[Python-Dev] Python 3.x and bytes

Ethan Furman ethan at stoneleaf.us
Wed May 18 22:48:07 CEST 2011


Martin v. Löwis wrote:
>> Here's another thought, that perhaps is not backwards-incompatible...
>>
>> some_var[3] == b'd'
>>
>> At some point, the bytes class' __eq__ will be called -- is there a
>> reason why we cannot have
>>
>> 1) a check to see if the bytes instance is length 1
>> 2) a check to see if
>>    i) the other object is an int, and
>>    2) 0 <= other_obj < 256
>> 3) if 1 and 2, make the comparison instead of returning NotImplemented?
> 
> Immutable objects that compare equal should hash equal;
> so we would also have to change the hashing of byte strings. Not sure
> whether that, in turn, has undesirable consequences.

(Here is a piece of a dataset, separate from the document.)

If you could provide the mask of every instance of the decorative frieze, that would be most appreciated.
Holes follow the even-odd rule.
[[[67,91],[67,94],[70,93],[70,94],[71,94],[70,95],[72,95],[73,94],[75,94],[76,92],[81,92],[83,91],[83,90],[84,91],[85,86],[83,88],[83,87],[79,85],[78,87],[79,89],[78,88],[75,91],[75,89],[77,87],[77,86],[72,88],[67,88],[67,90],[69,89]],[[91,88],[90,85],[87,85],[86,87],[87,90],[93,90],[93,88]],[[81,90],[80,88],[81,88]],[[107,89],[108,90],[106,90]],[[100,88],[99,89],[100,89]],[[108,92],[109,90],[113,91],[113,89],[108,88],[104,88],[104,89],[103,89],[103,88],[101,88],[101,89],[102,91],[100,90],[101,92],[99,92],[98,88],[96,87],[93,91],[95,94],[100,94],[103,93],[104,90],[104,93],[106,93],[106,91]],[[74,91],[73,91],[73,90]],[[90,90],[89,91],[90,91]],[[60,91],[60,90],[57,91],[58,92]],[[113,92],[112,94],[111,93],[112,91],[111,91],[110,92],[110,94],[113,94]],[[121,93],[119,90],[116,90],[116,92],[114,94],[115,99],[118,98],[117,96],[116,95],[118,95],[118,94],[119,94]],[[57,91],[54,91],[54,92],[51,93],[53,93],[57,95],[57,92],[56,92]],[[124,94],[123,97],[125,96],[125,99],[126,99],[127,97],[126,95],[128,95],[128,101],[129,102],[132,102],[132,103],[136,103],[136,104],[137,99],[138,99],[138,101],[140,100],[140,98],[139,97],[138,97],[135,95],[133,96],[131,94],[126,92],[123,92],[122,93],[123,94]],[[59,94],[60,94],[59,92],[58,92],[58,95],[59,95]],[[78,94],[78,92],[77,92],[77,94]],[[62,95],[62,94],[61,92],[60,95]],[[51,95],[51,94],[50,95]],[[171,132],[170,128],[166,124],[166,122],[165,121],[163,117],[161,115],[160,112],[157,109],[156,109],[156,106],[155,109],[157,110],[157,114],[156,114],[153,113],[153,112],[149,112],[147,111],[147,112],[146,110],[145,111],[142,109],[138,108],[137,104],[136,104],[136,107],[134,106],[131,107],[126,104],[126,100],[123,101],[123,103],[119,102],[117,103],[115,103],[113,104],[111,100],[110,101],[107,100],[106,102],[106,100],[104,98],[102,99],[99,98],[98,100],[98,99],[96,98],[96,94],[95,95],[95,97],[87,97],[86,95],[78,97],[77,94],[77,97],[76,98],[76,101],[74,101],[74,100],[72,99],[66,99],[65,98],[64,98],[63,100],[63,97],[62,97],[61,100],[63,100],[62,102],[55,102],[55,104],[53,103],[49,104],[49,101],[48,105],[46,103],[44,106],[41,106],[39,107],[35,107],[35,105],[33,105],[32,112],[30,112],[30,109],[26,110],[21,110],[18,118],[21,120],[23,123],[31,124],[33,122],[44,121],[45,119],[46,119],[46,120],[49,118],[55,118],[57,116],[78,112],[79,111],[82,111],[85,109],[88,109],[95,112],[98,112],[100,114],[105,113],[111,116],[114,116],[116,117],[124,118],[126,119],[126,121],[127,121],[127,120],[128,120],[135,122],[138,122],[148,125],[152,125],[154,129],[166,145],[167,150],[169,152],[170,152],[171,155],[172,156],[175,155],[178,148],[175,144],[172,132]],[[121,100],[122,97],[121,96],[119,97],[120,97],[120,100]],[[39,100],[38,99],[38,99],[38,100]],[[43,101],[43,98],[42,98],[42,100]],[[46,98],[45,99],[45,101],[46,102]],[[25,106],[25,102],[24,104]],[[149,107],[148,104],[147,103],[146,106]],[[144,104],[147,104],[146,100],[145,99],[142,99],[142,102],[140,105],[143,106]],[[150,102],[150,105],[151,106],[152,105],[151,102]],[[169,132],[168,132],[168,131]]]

I thought it was the other-way-round -- if they hash equal, they should 
compare equal?  Or is this just for immutables?

> In addition, equality should be transitive, so b'A' == 65.0.

I'm not sure what you're getting at...  we could certainly have step 2 
check for a number instead of an int, and then step 3 could extract the 
one element, giving an int, and then let that int compare itself with 
the other number, whether it be int, float, fraction, what-have-you.